Often it sickened me to hear people speak their native tongues fluently. It was as if they were unable to think and feel anything but what their language so readily served up to them.
*
But can one understand the language of cells at all? The question brings to mind the image of yet another cell: the booth for simultaneous interpreters. At international congresses you often see these beautiful transparent booths in which people stand telling stories: they translate, so actually they are retelling tales that already exist. The lip movements and gestures of each interpreter and the way each of them glances about as she speaks are so various it’s difficult to believe they are all translating a single, shared text. And perhaps, it isn’t really a single shared text after all, perhaps the translators, by translating, demonstrate that this text is really many texts at once. The human body, too, contains many booths in which translations are made. I suspect that these are all translations for which no original exists. There are people, though, who assume that everyone is given an original text at birth.
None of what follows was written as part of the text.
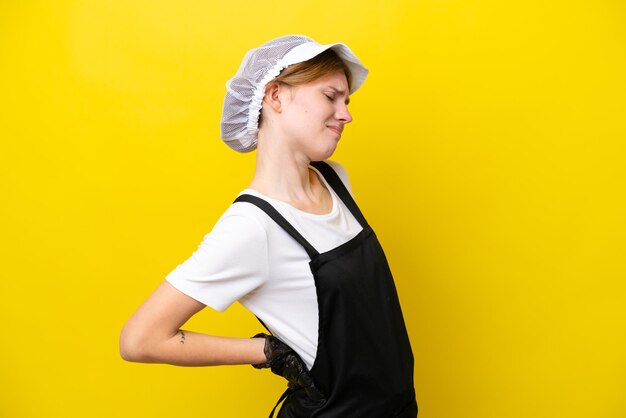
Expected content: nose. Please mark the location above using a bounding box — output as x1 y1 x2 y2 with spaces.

They call the place in which these texts are stored a soul.
*
A theatre, for example, is often a place where the dead can speak. A simple example is found in Hamlet: the dead father comes on stage and tells how he was killed by his brother. That is the decisive moment in this play, without which neither Hamlet nor the audience would have access to the past. They would have to go on believing the story of the murderer, who claimed Hamlet’s father had been bitten by a poisonous snake. Through the dead man’s story we learn a bit of the past that otherwise would have remained obscure. The theatre is the place where knowledge not accessible to us becomes audible. In other places, we almost always hear only the tales of the living. They force their stories on us to justify themselves, and so that they will be able to go on living, like Hamlet’s uncle. The tales told by the dead are fundamentally different, because their stories are not told to conceal their wounds.